This post will walk you through the steps of making an AU Charlie pop. The process will be different for each one, even when you do more than one of the same character. Plastics will react differently, paints may not blend quite the same. But this gives you a glimpse behind the curtain… or gish flag .. I don’t really have curtains….
Step one. Finding the parts. Sometimes you can use one pop and with some paint and sculpting make it into what you want. Sometimes you need to use just swap a head or body to get the look you want. Sometimes you have to go full Dr Benton and take pieces and parts from a few pops to get close to what you need. For AU Charlie, I used 4 pops. 1 for the rifle, 1 for the arms, 1 for the body, and 1 for the head.

The next step is dry fitting so you can make any adjustments you need. The arms may not quite fit, or be in the exact position you want. The body may need some shaping. I’ve gone as far as to swap out feet for different (or no) shoes, so they need to be adjusted to look normal.

After that comes the preliminary sculpting. Sometimes it’s just filling in some holes or beefing up a part. In this case it’s adding a full jacket and waist pack. The medium for sculpting depends on a few factors. Texture, detail, availability, heat, use etc. For Charlie, there isn’t a lot of stress on the sculpture so I used air dry Das clay. I like it because it can be smoothed and give some great detail. you can also let it dry a bit and do some detail work, that cannot be done with sculpy. Scupy is a stronger and quick option. I use a heat gun to cure it. Third that I use is Milliput. It’s a combo of the two in that it is a mix like Sculpy, but air dries and is SUPER strong. It also can be smoothed and detailed like Das. It’s a bit harder for me as it requires a lot of kneading and my RA hands don’t always cooperate. Once dry, the pop gets sanded and sanded and sanded. I use different grits, as well as nail files, and small jeweler files to accent the smaller details.

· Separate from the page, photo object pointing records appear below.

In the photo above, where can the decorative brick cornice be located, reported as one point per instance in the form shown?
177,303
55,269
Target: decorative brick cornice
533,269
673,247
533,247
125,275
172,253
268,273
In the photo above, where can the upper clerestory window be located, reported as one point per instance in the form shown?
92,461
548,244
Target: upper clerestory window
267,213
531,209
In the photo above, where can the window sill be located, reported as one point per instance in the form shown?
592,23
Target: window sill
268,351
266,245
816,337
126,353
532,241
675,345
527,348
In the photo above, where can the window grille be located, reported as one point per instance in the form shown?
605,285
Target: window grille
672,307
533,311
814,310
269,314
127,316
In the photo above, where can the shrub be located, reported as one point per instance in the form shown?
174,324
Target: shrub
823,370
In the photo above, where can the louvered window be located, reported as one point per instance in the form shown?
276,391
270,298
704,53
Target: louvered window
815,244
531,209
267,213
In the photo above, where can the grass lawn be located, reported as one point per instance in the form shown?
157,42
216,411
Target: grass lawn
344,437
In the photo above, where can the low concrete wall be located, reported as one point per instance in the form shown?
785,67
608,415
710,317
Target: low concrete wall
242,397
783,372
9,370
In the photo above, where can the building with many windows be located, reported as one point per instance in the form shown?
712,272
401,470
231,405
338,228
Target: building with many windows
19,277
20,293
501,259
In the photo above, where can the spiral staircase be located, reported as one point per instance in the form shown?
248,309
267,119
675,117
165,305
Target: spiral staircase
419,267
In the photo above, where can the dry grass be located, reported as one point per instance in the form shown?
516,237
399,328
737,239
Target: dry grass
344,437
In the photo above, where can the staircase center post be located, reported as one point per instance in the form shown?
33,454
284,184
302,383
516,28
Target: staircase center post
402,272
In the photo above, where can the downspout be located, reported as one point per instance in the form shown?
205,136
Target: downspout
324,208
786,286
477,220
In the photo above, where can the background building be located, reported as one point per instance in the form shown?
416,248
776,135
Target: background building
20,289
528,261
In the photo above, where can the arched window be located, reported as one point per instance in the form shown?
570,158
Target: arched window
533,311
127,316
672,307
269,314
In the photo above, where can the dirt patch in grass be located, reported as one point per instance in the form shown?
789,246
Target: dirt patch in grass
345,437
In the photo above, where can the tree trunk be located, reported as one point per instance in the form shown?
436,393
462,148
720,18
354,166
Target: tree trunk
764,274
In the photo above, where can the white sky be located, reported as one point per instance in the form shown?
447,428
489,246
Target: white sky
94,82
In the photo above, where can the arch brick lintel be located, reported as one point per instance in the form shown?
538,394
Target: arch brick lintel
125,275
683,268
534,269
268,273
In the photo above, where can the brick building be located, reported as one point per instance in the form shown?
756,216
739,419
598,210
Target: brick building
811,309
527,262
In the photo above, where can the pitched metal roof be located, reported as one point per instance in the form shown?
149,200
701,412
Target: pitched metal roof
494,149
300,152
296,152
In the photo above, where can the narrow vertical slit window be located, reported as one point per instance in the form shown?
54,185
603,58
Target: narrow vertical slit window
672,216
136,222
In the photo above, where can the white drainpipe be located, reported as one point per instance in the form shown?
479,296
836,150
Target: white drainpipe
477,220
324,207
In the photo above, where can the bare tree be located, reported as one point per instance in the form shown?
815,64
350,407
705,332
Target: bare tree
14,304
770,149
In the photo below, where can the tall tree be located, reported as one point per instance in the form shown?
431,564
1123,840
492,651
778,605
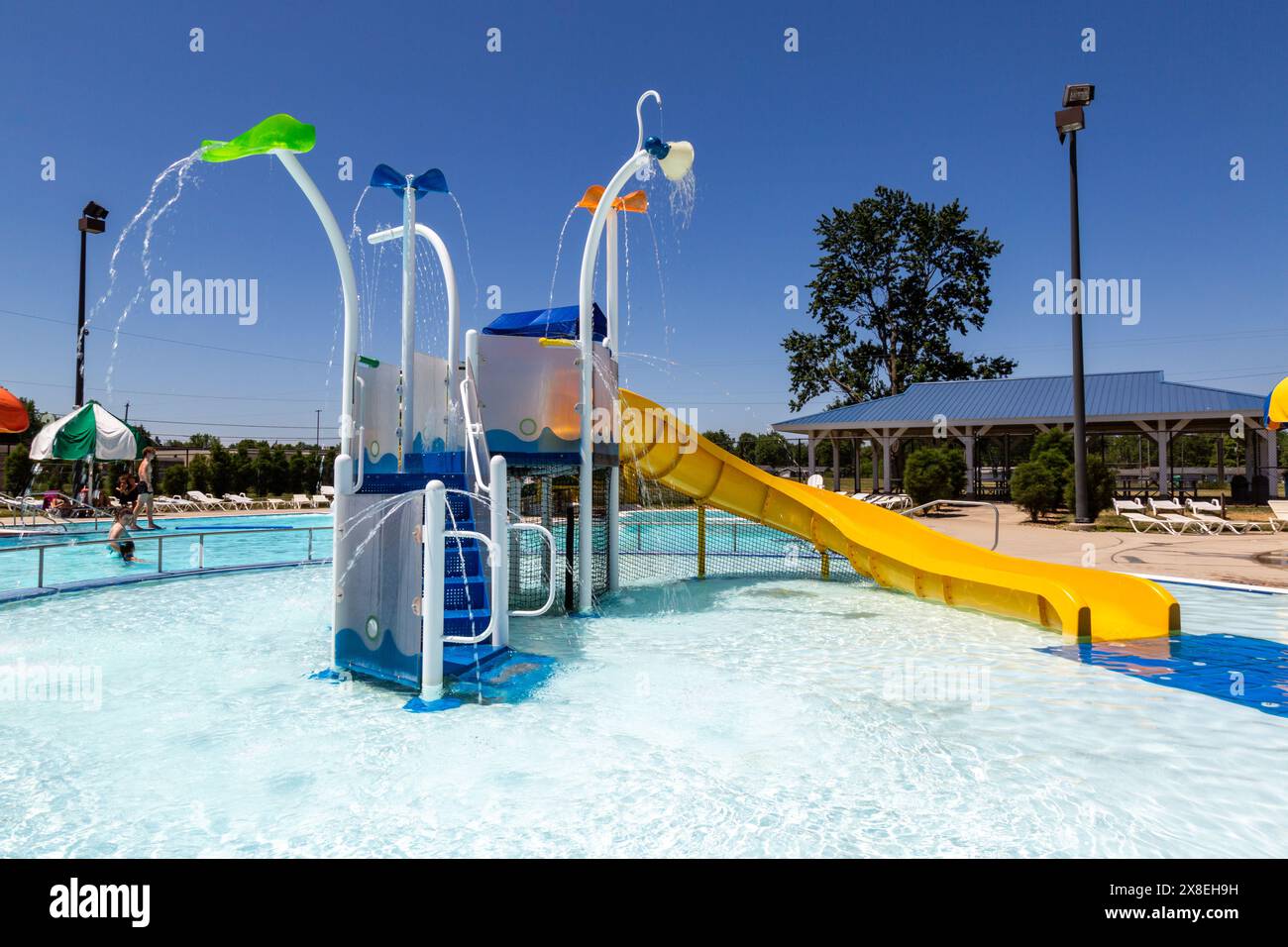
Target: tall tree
897,281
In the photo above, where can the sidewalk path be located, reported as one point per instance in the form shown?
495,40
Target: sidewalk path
1224,558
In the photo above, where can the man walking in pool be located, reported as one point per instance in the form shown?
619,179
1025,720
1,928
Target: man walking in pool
119,539
147,471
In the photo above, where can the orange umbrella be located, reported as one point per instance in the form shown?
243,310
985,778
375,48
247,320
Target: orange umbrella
13,414
635,202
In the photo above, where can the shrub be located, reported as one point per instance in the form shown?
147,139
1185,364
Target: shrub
1052,440
17,470
934,474
1035,487
1100,479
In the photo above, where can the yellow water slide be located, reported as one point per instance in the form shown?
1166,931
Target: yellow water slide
896,552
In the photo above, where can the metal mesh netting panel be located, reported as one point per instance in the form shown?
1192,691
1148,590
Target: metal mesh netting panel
544,495
665,536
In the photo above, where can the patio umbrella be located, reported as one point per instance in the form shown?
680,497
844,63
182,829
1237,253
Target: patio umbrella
13,414
88,433
1276,406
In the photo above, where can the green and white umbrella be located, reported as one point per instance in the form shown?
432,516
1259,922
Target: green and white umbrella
89,432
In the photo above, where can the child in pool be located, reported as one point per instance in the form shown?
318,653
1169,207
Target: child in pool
120,535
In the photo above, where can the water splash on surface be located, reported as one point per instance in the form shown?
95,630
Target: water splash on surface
181,170
558,254
469,256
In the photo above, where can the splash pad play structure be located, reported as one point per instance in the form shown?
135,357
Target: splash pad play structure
441,457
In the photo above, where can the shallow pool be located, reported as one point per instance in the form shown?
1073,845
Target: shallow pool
708,718
82,557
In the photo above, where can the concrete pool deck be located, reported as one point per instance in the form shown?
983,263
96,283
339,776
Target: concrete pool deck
1215,558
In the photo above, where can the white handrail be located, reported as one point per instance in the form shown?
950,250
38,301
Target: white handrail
554,570
362,432
471,431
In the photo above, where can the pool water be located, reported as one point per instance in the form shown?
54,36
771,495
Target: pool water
707,718
72,561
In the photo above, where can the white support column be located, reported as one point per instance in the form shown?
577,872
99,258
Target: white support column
613,346
497,497
432,594
1271,462
407,433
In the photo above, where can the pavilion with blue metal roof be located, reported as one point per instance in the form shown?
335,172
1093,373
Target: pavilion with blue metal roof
1127,402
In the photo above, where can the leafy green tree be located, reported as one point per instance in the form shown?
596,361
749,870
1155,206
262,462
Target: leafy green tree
772,450
200,474
897,279
1100,479
220,470
17,470
1035,487
934,474
174,480
720,438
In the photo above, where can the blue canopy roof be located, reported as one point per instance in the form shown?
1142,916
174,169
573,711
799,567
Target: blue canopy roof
546,324
1109,395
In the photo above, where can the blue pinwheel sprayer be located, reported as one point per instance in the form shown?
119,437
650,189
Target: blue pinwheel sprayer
424,525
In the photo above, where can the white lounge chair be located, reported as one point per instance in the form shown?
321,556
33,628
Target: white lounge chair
206,502
1180,523
1278,514
1216,525
1205,506
1142,523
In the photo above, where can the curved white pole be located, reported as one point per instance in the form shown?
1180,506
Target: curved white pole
587,334
454,311
639,114
344,484
454,304
349,286
407,438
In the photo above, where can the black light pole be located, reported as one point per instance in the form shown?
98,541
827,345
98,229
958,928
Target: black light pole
1069,121
93,221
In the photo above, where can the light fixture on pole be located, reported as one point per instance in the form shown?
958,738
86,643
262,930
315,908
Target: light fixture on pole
1069,121
675,158
93,221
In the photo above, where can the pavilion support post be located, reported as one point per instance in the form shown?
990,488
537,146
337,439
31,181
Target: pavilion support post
1163,437
967,440
1220,462
1271,463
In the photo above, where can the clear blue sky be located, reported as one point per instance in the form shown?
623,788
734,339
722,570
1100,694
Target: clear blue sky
876,91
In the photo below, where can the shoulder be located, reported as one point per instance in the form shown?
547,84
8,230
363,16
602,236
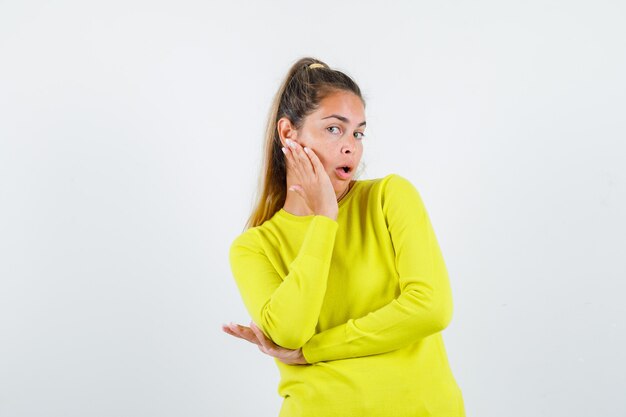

Now we’re onto the paint portion of our Pop. I’ve split this into 3 areas. Body, Eyes and Hair. Depending on the sculpting medium and the base it often takes a few coats. I tried getting “good” paint, with high pigment, but the best I’ve found is the simple bottles from any store. They adhere well to the pop and cover nicely. It’s generally a solid base coat, then the second coat with the shading and detail work. Next is the sealer/varnish. I like to use different finishes to add texture and to highlight. For AU Charlie, I used satin finish on her clothing, matte finish on her gun stock and skin and gloss on her gun barrel. This is the painting on the body
The eyes are generally next. I work on a few pops at once to account for drying time. The eyes I do are my signature, of sorts. everyone has their own style. I love how they eyes can change the whole look. I use metallics for the eyes. Usually 2 or 3 colours. For AU Charlie, it’s bright green, copper and an ocean blue. they are slightly blended to fade into each other. I then use metallic black to fix the eyeline, and white to give a small line at the bottom, and the shine dots. Once that is dry, I use a thick sealer to provide a high shine and rounded finish. If you’ve followed my SM… Eyeshine means bedtime! It takes a while to dry and if you jostle the pops, the sealant will drip, so I usually do them, and head to bed (or out if it’s early) so I don’t jostle them.
The hair comes next. I start with a base coat the colour I need. I add some irridescence to the paint to give some hair shine. Then I add highlights and low lights with metallics. For AU Charlie, I use paprika for the base, copper, gold and black/Dark brown metallics for the high and low lights. Then I use a wide dry brush to blend them together. This can get messy so after, I clean up the hairlines with pointed cotton swabs and acetone. If the face is painted, I’ll protect it with tape. Then it gets a high gloss varnish and a rest on the “bouquet of heads”.

Now to assembly. Sometimes when you’ve used a different head, it doesn’t fit well onto the body. That’s when finagling comes in. Sometimes just heating to melt and reforming, sometimes shaving down, sometimes some swearing and banging. Sometimes the problem is the neck is too small. Sometimes I have no choice but to glue the head on, but it’s not ideal. I prefer when the head can still move. Other times I use a pin to secure the head, and still let it move.

Finally it’s all together! Then it needs a few days for the paint, glue and sealant to cure, otherwise it sticks to the insert. Then it’s ready for it’s photo shoot and new family! (or staying in this family)

I hope this gave you an insight into what goes into these guys. They usually take a week or two, with drying time to complete. Some faster, some longer. Labours of love for sure! Some are harder to send to their new homes than others!